The opening segment shows the first owner of the beautiful Rolls, the Marquess of Frinton ( Rex Harrison ) purchasing the car as an anniversary present for his wife ( Jeanne Moreau ) who, unbeknownst to Lord Frinton, is engaging in an affair with his attaché John Fane ( Edmund Purdom ). When he spies them together in the Rolls...back it goes to the dealer!

Years later, the Rolls turns up in a showroom in Italy where it catches the fancy of Mae Jenkins ( Shirley MacLaine ), the "fidanzata" of big-time mobster Paolo Maltese ( George C. Scott ). He is giving his lady-love the grand tour of Italy but, when he is called back to America to "settle a score with O'Leary", she ends up having a grand time herself with the amoral photographer Stefano ( Alain Delon ). 

Lastly, the Rolls becomes a transport bus for mercenary soldiers in Yugoslavia when the snooty but socially prominent Mrs. Millett ( Ingrid Bergman ) decides to aid a rebel ( Omar Shariff ) in his fight against the Nazis. 

The Yellow Rolls-Royce was one of only a few anthology films to be released in the 1960s. This was a style of storytelling more frequently seen in British and American films of the 1940s and 1950s ( e.g. Encore, Tales of Manhattan ). These kinds of films are entertaining when all three segments are equally engaging but when one segment is boring it tends to pull the entire film down. In The Yellow Rolls-Royce, the last segment featuring Mrs.
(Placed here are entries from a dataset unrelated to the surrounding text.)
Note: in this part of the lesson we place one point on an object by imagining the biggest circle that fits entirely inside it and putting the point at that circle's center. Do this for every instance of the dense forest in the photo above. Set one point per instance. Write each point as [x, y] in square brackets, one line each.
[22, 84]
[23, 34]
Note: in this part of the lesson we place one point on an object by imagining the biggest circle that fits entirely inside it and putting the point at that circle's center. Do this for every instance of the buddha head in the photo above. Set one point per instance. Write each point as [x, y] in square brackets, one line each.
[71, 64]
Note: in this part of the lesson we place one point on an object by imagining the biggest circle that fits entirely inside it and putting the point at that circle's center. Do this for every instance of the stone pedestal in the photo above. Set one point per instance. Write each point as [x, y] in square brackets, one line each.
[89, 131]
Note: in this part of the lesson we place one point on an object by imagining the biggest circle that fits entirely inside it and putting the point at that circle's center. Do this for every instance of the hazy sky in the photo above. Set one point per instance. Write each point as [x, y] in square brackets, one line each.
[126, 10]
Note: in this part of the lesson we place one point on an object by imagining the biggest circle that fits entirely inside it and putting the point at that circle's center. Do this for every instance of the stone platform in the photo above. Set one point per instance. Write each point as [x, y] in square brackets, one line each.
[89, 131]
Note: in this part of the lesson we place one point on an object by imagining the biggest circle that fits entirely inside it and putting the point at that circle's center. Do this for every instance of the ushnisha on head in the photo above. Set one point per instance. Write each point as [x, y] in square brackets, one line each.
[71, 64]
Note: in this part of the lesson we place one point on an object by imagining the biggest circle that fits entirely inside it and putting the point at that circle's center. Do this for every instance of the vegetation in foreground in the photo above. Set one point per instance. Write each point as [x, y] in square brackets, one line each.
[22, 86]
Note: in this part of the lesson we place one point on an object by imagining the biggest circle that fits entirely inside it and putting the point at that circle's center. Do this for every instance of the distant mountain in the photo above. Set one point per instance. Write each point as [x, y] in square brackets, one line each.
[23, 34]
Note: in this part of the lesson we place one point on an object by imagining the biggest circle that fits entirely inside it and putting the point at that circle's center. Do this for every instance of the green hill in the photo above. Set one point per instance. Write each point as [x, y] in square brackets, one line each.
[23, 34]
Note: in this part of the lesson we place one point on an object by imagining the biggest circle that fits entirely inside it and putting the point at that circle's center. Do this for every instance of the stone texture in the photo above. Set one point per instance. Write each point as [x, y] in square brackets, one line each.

Millet is the weakest, even though it is the only segment that hints that the Rolls could be of more use than just a cozy love nest. 

Terrance Rattigan's script tries to include a little adventure and romance in each segment but it ends up leaning heavily on the side of romantic drama. This is just as well as all the leading actors were well-equipped to handle romantic drama. Rex Harrison gives an especially good performance as the jilted husband in the first story. 

The film features beautiful costumes and cinematography by Jack Hildyard ( The Bridge on the River Kwai ) with location filming in England, Italy, and Austria...which was standing in for Yugoslavia. But the most entertaining aspect of watching The Yellow Rolls-Royce is spotting all of the supporting players which included Art Carney, Joyce Grenfell ( affecting a Southern accent ), Wally Cox, Roland Culver, Isa Miranda, Moira Lister, and Michael Hordern. 

Riz Ortolani's musical score is also delightful and includes the catchy "Forget Domani" theme which was performed onscreen by his wife actress Katyna Ranieri and later made popular by Frank Sinatra. Ortolani had a huge success with his song "More" from the pseudo-documentary Mondo Cane released two years earlier. 

The Yellow Rolls-Royce received mixed reviews from critics but was a great hit at the box-office, becoming one of the top ten films of the year. MGM later released a 10-minute promotional short titled "The Car that Became a Star" which gave audiences a glimpse of the grand vehicle on the set of the film. 

The film is currently available on DVD and by streaming through Amazon Prime.